Geospatial Econometric Exploration of Risk Factors for Loss to Followup in Cleft Care
Banafsheh Sharif-Askary, B.S., Peter G. Bittar, B.S., B.A., Alfredo Farjat, Ph.D., Beiyu Liu, Ph.D., Joao Vissoci, Ph.D., Alexander C. Allori, M.D., M.P.H.
Duke University, Durham, NC, USA.
PURPOSE: Cleft lip and/or palate (CL/P) is among the most common congenital conditions. Due to its numerous functional and aesthetic sequelae, long-term, multidisciplinary team care is essential. There are a limited number of approved cleft teams in the United States; consequently, some patients who live remote from the closest cleft team may never initiate care, and patients who begin care in infancy may be lost to followup. The reasons for loss to followup (LTFU) are varied and complex but may include low socioeconomic status (SES) and geographic isolation. This study aims to identify patient characteristics associated with LTFU for a mid-volume cleft team that serves a mixed urban/suburban/rural population in North Carolina.
METHODS: Medical records were retrospectively evaluated for 558 children with CL/P, aged 0-15 years, and treated at Duke Children's Hospital from 1998-2013. The primary outcome was LTFU, defined as three consecutive missed appointments and two years without seeing the team despite attempts at reestablishing followup. Patients who transferred care to other teams were not considered LTFU. The secondary outcome variable was age at last successful encounter. Patient demographics included cleft phenotype, sex, race/ethnicity, location (address, ZIP code, and county FIPS code), and rural/urban designation. SES index was assigned by linkage with the U.S. Census American Community Survey. Spatial dependency was evaluated using variograms, Moran's I test, Geary's CC test, and BB join count tests. The probability of LTFU was assessed using a Bayesian approach to hierarchical generalized linear geostatistical modeling. Risk maps were plotted to summarize at-risk populations.
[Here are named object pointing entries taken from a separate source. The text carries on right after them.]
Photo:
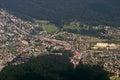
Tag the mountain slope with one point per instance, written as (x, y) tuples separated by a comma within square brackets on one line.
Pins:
[(105, 12)]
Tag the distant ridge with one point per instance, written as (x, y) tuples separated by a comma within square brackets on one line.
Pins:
[(106, 12)]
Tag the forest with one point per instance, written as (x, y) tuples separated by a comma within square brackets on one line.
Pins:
[(52, 67), (59, 12)]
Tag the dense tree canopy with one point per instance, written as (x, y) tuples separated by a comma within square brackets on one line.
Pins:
[(52, 67), (105, 12)]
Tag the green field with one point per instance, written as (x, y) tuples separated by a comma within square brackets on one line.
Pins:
[(51, 28)]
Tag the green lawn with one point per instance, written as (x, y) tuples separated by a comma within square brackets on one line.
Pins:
[(51, 28)]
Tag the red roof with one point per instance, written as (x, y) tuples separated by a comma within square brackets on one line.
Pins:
[(76, 53)]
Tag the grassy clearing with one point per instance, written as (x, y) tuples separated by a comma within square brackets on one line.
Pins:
[(41, 21), (71, 27), (51, 28)]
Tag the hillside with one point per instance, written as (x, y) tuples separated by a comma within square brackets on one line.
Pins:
[(52, 67), (94, 12)]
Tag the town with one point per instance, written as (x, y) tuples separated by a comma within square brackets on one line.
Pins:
[(20, 40)]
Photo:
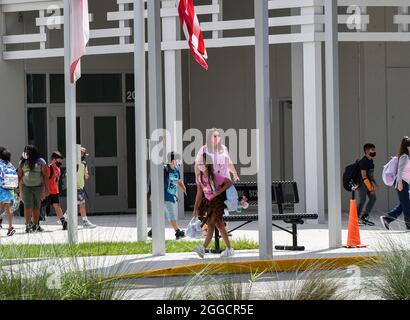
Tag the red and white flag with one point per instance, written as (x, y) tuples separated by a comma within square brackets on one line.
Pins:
[(192, 30), (79, 35)]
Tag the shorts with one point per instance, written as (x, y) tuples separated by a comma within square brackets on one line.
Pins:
[(53, 199), (32, 196), (6, 196), (80, 196), (170, 211)]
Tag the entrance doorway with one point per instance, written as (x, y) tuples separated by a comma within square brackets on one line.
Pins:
[(102, 131)]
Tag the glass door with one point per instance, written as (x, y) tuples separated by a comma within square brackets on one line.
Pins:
[(107, 161), (101, 130)]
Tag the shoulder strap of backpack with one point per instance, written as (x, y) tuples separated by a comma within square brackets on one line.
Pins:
[(51, 171)]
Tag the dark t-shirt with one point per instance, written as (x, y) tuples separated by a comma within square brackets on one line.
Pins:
[(171, 178), (368, 166)]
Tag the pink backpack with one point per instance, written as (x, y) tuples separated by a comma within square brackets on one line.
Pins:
[(390, 171)]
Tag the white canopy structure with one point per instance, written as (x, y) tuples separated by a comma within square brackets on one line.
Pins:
[(310, 23)]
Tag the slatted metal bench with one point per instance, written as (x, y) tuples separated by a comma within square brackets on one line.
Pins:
[(284, 195)]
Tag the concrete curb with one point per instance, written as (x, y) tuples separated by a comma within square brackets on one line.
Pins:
[(252, 266)]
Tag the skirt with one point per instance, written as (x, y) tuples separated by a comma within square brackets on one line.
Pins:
[(6, 196), (212, 211)]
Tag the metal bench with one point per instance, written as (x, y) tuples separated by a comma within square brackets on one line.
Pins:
[(284, 196)]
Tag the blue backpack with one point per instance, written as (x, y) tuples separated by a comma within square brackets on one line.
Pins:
[(8, 176)]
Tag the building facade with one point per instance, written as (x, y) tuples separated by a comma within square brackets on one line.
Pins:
[(374, 79)]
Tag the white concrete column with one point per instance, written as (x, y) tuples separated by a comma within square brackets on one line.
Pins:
[(263, 126), (71, 132), (313, 119), (217, 17), (333, 125), (156, 122), (140, 119), (298, 125), (173, 91), (12, 84)]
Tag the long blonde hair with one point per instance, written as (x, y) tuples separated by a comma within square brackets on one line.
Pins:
[(209, 143)]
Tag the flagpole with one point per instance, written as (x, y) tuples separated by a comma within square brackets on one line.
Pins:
[(70, 124), (140, 119)]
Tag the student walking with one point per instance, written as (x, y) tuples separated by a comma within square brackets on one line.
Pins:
[(209, 204), (218, 154), (8, 184), (82, 176), (54, 175), (172, 179), (34, 187), (367, 186), (402, 186)]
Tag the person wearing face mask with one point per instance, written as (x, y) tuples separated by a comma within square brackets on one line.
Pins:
[(209, 205), (54, 174), (82, 176), (402, 187), (219, 154), (34, 186), (367, 186)]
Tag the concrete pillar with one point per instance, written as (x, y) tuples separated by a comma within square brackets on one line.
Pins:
[(333, 125), (313, 118), (156, 122), (173, 91), (298, 133), (263, 126), (13, 127)]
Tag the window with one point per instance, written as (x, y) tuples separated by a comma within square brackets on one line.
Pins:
[(129, 88), (36, 88), (37, 129), (91, 88)]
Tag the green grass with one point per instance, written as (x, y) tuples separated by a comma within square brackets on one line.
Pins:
[(19, 251)]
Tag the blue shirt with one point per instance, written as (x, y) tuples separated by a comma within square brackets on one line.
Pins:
[(171, 178)]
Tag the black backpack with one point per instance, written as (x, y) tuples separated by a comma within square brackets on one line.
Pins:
[(351, 176)]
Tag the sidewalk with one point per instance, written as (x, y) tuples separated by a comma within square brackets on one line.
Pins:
[(121, 228)]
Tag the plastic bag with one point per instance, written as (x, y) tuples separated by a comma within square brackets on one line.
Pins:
[(193, 229), (231, 201)]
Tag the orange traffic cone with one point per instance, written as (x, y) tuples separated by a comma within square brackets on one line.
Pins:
[(353, 232)]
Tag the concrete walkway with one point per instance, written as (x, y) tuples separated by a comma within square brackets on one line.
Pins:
[(121, 228)]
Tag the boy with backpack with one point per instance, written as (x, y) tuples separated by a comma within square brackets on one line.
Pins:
[(367, 186), (54, 174), (8, 183), (172, 179), (360, 176)]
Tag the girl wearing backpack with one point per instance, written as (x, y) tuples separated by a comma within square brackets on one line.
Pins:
[(209, 204), (34, 186), (402, 186), (8, 182)]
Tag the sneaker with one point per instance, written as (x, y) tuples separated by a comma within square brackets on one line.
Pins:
[(366, 222), (29, 228), (200, 251), (229, 252), (87, 224), (11, 231), (179, 234), (37, 228), (385, 222)]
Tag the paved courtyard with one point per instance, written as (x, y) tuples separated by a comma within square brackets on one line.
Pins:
[(122, 228)]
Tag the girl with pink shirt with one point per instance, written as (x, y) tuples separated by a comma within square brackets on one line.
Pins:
[(209, 204), (402, 186), (219, 154)]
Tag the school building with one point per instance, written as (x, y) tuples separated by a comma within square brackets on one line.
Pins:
[(374, 82)]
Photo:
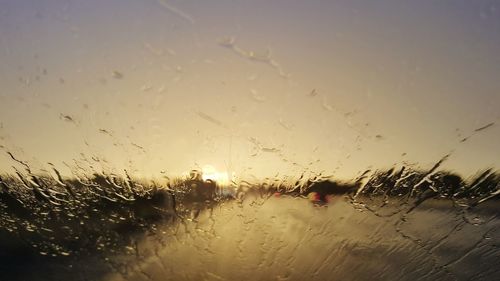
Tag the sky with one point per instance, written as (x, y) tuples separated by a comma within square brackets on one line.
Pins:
[(252, 88)]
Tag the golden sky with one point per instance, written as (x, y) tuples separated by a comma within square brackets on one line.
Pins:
[(258, 88)]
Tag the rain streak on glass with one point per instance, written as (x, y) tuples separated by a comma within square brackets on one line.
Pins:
[(249, 140)]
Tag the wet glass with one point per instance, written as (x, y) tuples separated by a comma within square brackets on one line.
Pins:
[(249, 140)]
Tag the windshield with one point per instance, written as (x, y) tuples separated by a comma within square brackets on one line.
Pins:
[(260, 140)]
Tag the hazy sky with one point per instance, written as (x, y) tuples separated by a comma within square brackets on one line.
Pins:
[(254, 87)]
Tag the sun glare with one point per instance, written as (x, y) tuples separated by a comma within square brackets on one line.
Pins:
[(210, 173)]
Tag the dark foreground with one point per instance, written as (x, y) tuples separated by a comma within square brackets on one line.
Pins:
[(287, 238)]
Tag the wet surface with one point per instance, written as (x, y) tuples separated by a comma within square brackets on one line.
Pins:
[(320, 231)]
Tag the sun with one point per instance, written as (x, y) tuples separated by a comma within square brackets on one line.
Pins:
[(209, 172)]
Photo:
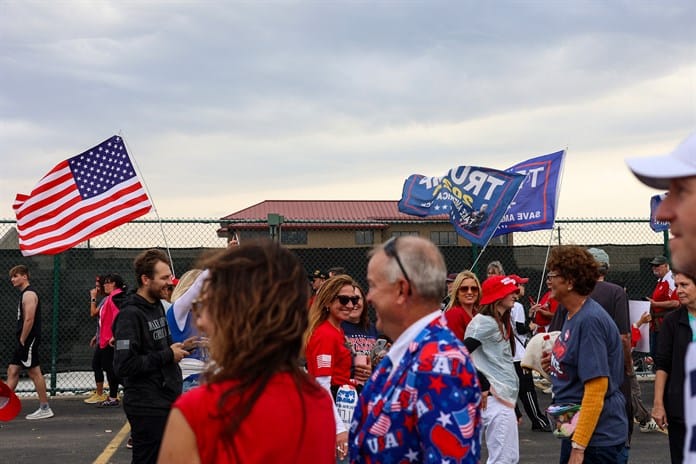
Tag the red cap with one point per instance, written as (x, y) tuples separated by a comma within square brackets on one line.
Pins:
[(496, 287), (9, 403), (519, 280)]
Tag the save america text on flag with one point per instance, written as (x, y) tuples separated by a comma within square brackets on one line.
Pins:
[(534, 207), (475, 198), (80, 198)]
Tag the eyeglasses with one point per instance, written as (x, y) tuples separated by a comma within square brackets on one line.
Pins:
[(472, 289), (344, 299), (390, 250)]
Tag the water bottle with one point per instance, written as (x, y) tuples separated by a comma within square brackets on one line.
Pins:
[(546, 345)]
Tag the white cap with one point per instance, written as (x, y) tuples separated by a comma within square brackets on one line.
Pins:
[(657, 171)]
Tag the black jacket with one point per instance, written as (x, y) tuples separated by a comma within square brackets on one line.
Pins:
[(672, 344), (143, 358)]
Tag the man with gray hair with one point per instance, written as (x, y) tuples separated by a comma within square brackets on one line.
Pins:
[(676, 172), (424, 396)]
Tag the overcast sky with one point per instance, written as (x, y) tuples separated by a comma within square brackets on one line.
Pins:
[(226, 104)]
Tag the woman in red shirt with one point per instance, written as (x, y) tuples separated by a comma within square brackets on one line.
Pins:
[(258, 404), (327, 351), (464, 303)]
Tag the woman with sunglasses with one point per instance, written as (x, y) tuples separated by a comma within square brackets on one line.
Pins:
[(489, 340), (675, 336), (328, 358), (257, 404), (463, 302), (586, 362), (361, 334)]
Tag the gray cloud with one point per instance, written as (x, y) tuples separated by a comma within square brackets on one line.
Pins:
[(225, 97)]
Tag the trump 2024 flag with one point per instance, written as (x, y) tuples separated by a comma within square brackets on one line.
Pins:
[(475, 198), (82, 197), (534, 207)]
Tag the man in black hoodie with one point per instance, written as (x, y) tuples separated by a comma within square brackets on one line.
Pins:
[(145, 357)]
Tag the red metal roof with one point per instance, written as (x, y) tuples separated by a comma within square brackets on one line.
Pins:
[(327, 210)]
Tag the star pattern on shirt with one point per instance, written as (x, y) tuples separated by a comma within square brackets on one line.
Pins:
[(100, 168), (444, 419), (437, 384)]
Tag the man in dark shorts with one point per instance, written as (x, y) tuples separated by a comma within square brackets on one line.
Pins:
[(28, 339)]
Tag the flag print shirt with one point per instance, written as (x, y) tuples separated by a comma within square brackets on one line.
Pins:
[(328, 355), (423, 409)]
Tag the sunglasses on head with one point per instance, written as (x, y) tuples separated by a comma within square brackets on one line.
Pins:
[(344, 299), (390, 250), (464, 288)]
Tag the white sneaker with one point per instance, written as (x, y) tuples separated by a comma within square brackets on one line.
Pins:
[(650, 426), (40, 414)]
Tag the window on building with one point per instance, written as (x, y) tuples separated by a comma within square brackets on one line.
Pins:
[(402, 233), (364, 237), (293, 237), (443, 238), (499, 240), (245, 235)]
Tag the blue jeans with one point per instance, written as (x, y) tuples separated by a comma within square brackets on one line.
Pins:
[(593, 454)]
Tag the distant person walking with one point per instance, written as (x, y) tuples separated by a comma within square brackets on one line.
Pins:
[(663, 300), (28, 339), (145, 357)]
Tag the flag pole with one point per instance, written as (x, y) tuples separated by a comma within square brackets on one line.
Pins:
[(553, 226), (154, 206)]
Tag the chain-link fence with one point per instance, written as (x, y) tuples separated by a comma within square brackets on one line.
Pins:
[(63, 281)]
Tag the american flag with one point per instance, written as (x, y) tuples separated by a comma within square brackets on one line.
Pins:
[(381, 426), (323, 361), (82, 197)]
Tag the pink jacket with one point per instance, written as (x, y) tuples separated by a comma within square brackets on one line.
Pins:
[(107, 314)]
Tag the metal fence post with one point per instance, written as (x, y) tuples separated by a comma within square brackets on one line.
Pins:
[(54, 323)]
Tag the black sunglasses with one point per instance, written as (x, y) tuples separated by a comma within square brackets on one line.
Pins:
[(390, 250), (344, 299), (464, 288)]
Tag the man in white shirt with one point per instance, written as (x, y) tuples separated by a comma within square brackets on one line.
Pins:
[(676, 172)]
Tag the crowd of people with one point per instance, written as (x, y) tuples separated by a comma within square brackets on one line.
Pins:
[(249, 361)]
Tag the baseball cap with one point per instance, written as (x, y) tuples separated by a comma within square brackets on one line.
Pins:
[(9, 403), (497, 287), (657, 171), (658, 260), (519, 280), (599, 255)]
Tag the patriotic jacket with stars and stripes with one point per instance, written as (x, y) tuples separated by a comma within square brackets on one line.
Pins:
[(426, 409)]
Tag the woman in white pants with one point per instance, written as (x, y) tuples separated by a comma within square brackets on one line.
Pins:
[(489, 339)]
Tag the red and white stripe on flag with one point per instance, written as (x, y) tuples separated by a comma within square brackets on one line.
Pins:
[(323, 361), (80, 198)]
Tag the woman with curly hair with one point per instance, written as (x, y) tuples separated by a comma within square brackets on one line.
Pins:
[(328, 355), (464, 301), (586, 363), (257, 405)]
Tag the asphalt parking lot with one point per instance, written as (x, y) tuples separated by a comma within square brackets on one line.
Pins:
[(82, 433)]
RESULTS: 29% of patients seen in this time period were lost to followup. When ignoring spatial dependency, younger age at last encounter was a strong predictor of LTFU (p<0.0001), while SES and cleft phenotype were weakly associated with LTFU. When including spatial dependency in the model, both SES and phenotype became significant. Distance from the team and rural/urban designation were not statistically significant. Cartographic representation of predicted probability of LTFU was prepared using SES, age at last encounter, and cleft phenotype, revealing discrete pockets of at-risk communities (Figure 1A). Surprisingly, not all of these communities were far from our team; rather, some vulnerable communities were identified in the immediate vicinity (Figure 1B).
CONCLUSION: SES, age at last encounter, and cleft phenotype are associated with the risk of LTFU, and these factors are spatially dependent. Specific vulnerable communities were identified to be at high-risk for LTFU. In future work, we plan to expand the analysis to include patients from all approved cleft teams in NC and the Mid-Atlantic States region. This information will help cleft teams better allocate resources to high-risk areas so that deficiencies in care may be prevented or rectified.